Violet

最強のふたりのVioletのネタバレレビュー・内容・結末

最強のふたり(2011年製作の映画)
4.0

このレビューはネタバレを含みます

音楽と芸術に溢れた作品。
Septemberが流れたオープニングからテンションめっちゃ上がったし、フィリップの誕生日パーティーでドリスが踊り出すシーンは最高すぎて涙出てきた。
下ネタは多めだけど声出して笑っちゃうシーンがたくさんあって、心が温かくなった。

「体の痛みは感じなくても、心の痛みは感じる」
そう言ったフィリップの言葉が印象的。
体の痛みには鈍感でも、心の痛みや息苦しさを感じ取る。フィリップに「同情」することなく、1人の人間として対等に触れ合うドリスと過ごすことで、フィリップの発作の頻度は減っていき、表情もどんどん穏やかになっていく。お互いにお互いを尊重し、影響し合うようになる。この過程が優しく愛おしい。

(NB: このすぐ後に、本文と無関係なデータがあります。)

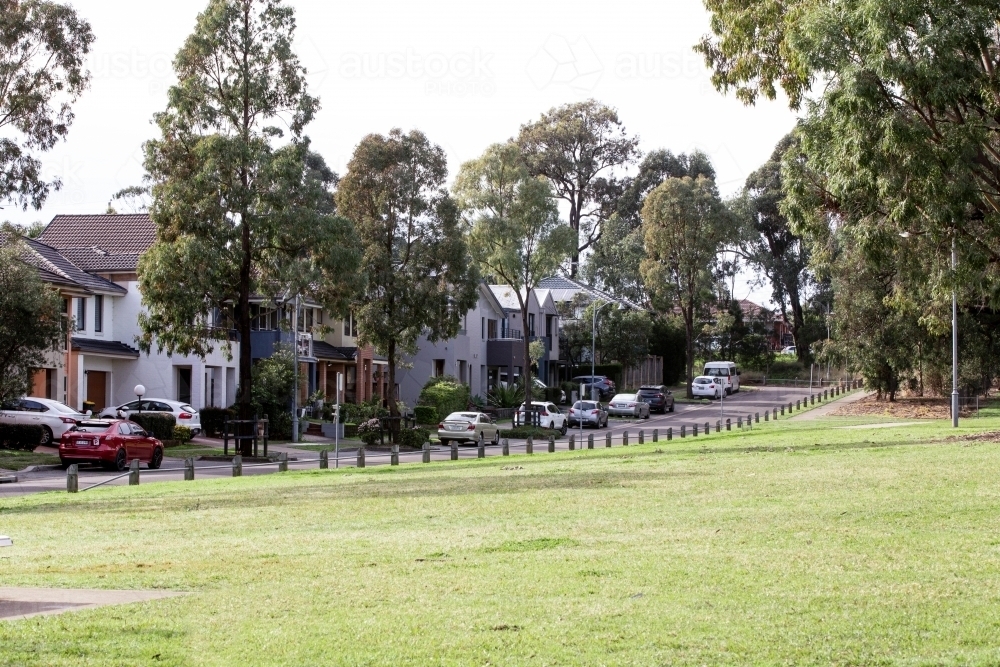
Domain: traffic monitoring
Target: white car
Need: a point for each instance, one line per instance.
(182, 412)
(548, 414)
(707, 387)
(54, 417)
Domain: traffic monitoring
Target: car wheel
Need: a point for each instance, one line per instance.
(121, 460)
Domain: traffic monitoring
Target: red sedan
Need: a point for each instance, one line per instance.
(113, 443)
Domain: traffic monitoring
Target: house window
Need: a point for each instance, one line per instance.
(98, 313)
(81, 314)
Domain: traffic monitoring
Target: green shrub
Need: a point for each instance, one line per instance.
(20, 436)
(413, 437)
(160, 425)
(213, 420)
(425, 414)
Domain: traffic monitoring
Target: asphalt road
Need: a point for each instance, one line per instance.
(739, 405)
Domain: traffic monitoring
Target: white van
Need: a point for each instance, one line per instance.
(727, 373)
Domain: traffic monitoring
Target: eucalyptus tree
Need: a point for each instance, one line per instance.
(419, 277)
(236, 209)
(515, 234)
(581, 148)
(43, 51)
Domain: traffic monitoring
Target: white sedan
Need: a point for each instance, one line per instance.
(54, 417)
(707, 387)
(182, 412)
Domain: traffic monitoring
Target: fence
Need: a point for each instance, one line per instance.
(656, 435)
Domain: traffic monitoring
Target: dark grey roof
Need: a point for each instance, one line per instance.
(106, 347)
(50, 261)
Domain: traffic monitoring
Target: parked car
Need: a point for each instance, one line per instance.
(660, 398)
(182, 412)
(605, 385)
(549, 416)
(113, 443)
(468, 427)
(54, 417)
(628, 405)
(708, 387)
(591, 413)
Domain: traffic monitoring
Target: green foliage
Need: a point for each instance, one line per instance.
(20, 436)
(31, 319)
(425, 414)
(239, 209)
(445, 394)
(182, 434)
(160, 425)
(420, 280)
(43, 65)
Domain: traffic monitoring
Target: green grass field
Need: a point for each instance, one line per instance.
(810, 543)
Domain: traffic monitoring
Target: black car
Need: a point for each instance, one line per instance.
(659, 398)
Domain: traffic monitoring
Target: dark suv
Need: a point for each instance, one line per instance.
(659, 398)
(605, 386)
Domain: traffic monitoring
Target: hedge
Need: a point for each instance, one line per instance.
(160, 425)
(20, 436)
(425, 414)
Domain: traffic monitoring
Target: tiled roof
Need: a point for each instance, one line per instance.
(106, 347)
(124, 237)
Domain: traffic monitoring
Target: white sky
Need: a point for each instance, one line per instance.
(465, 73)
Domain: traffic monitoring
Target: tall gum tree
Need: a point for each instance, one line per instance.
(236, 208)
(420, 280)
(515, 234)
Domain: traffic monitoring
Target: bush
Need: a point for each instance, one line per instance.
(425, 414)
(20, 436)
(446, 394)
(213, 420)
(160, 425)
(413, 437)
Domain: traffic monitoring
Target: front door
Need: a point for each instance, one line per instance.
(97, 389)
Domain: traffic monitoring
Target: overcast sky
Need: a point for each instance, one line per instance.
(465, 73)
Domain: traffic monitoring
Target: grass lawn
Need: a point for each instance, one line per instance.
(17, 460)
(801, 543)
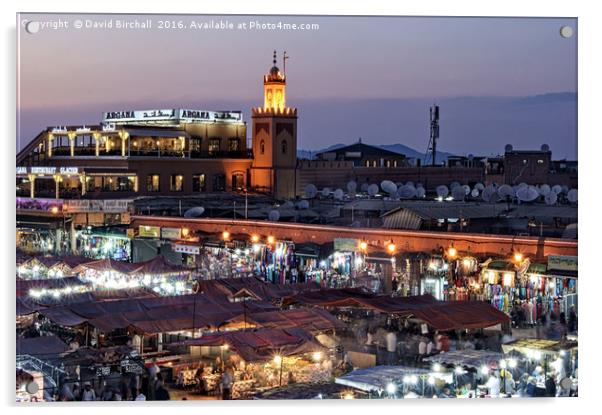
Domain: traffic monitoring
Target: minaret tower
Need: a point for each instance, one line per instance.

フィリップの首から下が麻痺してしまった理由はパラグライディングだったけれど、映画の後半ではフィリップはドリスと共に再度パラグライディングに挑戦する。過去の精算をしたような穏やかな表情のフィリップと美しい大自然が素晴らしくマッチする名シーン。人は辛いことがあるとそれに関連するものまで嫌いになってしまうことが多いけど、フィリップのように辛いこととは切り離して考え、それ自体を好み、楽しむことができる心を持ちたいと思った。

ドリスはいつもふざけたことばかり言ってるけど、誰よりも人の変化や状態に敏感。イヴォンヌに「薬を飲むくらいなら労わるほうが良い」と言うシーンはそうしたドリスの性格を物語っている。

超がつくほどのお金持ちのフィリップと、貧しい暮らしを送る移民のドリス。
フランスで暮らす真逆の2人が生涯の友となり、さらにこれが実話だなんて。すごいなあ。
まさに「最強の2人」!
自信を持って人に勧められる名作。